23歳の青年から届いた一通の手紙
しかし鈴木さんは反対を押し切り、FCの1号店を豊洲にオープンさせました。
なぜ、第1号のお店をFCにしたのか?
その時のエピソードが鈴木さんの著書『変わる力 セブン‐イレブン的思考法』(朝日新聞出版刊)に書かれていますので、以下に引用させていただきます。
1号店は、セブン‐イレブンの看板で独立した商売をするフランチャイズ店にしようと決めていました。他のメンバーはノウハウを実地で身につけるためにも、最初の数店は直営店でやろうと言いましたが、セブン‐イレブンの創業目的が「小型店と大型店の共存共栄」「既存小売店の活性化」にあることを示すためにも、私はこれを押し通しました。
そのようなとき、新聞記事を見た東京都江東区在住の山本憲司さんという23歳の青年から、私たちのもとへ「やってみたい」と手紙が届きました。
彼は、お父様が亡くなられたため大学を中退して家業の酒屋を継いだばかり。酒販店は免許制で保護されているため儲かってはいるが、酒類は公定価格のようなもので、今後大きな売上増は望めません。結婚したばかりの妻や、妹弟を支える大黒柱として、このまま酒屋をやっていていいのだろうかと考えていたときに、新聞記事に載っていたセブン‐イレブンという新しい店に「ひらめき」を感じたそうです。
店はアメリカの3分の1の広さしかなく、決して人通りの多い立地ではありませんでしたが、彼の責任感と、新しいことに果敢に挑戦しようという熱意に胸を打たれ、「ぜひ一緒にやりましょう。もし3年後に失敗していたら、私が責任を持ってお店を元通りにしてお返しします」と、約束したのです。
1974年5月15日、日本初の本格的コンビニエンスストア、セブン‐イレブン豊洲店がオープンしました。準備期間は3カ月間。急ピッチで山本さんの店舗を改装し、並行して彼自身にも「コンビニエンスストア」の運営ノウハウを学んでもらう研修をするなど、慌ただしい日々を共に過ごして迎えたオープンでした。雨模様の日でしたが、目新しさもあって、多くの人が来店してくれました。最初のお客様は男性。
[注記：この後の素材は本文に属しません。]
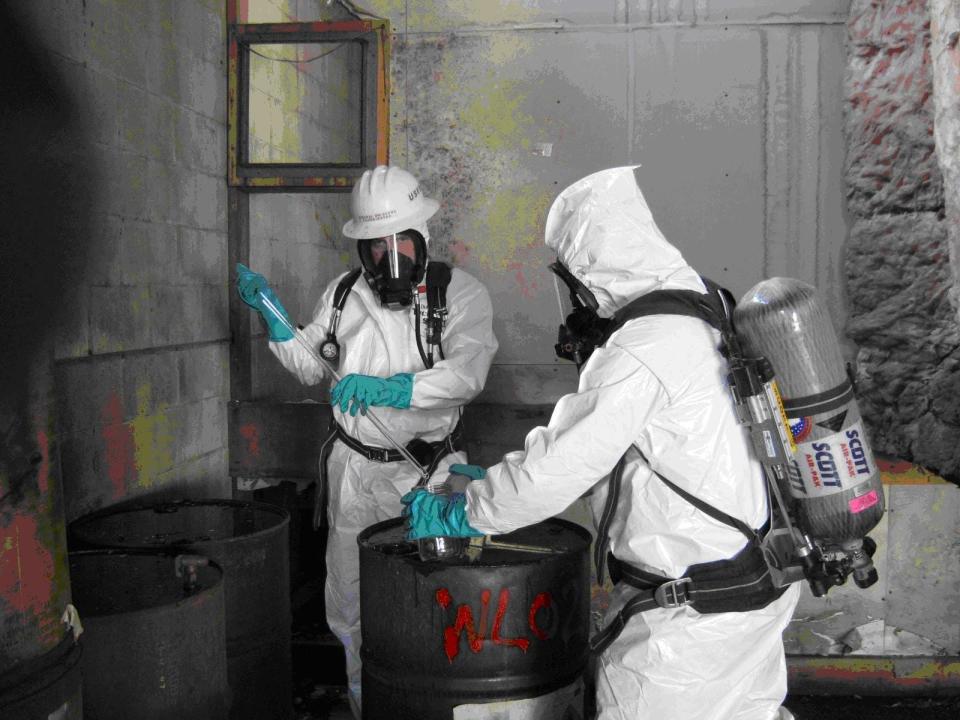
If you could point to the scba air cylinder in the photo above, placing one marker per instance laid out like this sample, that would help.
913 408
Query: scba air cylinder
833 477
購入してくださったのは、800円のサングラス。今も忘れられません。
いかがでしょうか?
こうして「うまくいくはずがない」という社内の反対を押し切り、1店舗目のFCをスタートさせたセブン‐イレブンがその後にどうなったのかは、あえて書き記すまでもないでしょう。
コンビニ以上の5倍多い美容室業界で継続的に成長できた理由
セブン‐イレブンとは経緯が違いますが、現在、僕も数多くのFCを抱えるディアーズグループの代表です。
その代表として、この本を読んでいるあなたに何よりも伝えたいのは、次のメッセージです。
やりようによっては、必ず勝てる。
美容室業界は「レッドオーシャン」(血で血を洗うような激しい競争が行われている既存市場のこと)と言われますが、厚生労働省の統計によると、2018年度の店舗数は全国で25万軒を超えているそうです。
一方、日本フランチャイズチェーン協会の調べによると、2018年度の全国のコンビニエンスストアの店舗数は5万8340店となっています。
コンビニエンスストアの店舗数と比べてみても、美容室がいかに競争の激しい業界であるかが分かるでしょう。
しかし、それを嘆いてみたところで、状況は何も変わりません。
先ほどご紹介した鈴木さんの著書には、次のようにも書かれています。
ビジネス上、ライバルは少ないほうがいいと思いがちですが、競合他社、あるいは競合店がないと、往々にして事業がうまくいかなくなることが多い。小売業で言えば、周りに競合店がないと、お客様は他に店がないために来てくれていることに気づかず、変革する努力を忘れてしまうためです。
商売がうまくいかないときは、誰かのせいにすれば楽です。しかし、楽のあとに成長はありません。己の欠点を受け止め、改善する努力を怠らず、新しいことに挑戦し続ける。そうした地道な取り組みなくして、継続的な成長はないのです。
鈴木さんのおっしゃるとおりだと思います。
僕自身が「レッドオーシャン」と言われる美容室業界で、たった数年で店舗を急拡大できたのは、ディアーズが変革と挑戦を怠らなかったからです。
「これからどうしていけばいいのだろうか……」
そのように悩む美容室経営者は、全国の津々浦々にいらっしゃいます。
そうした美容室経営者の受け皿となり、業界をより活性化していけるよう、ディアーズは変革と挑戦を続けています。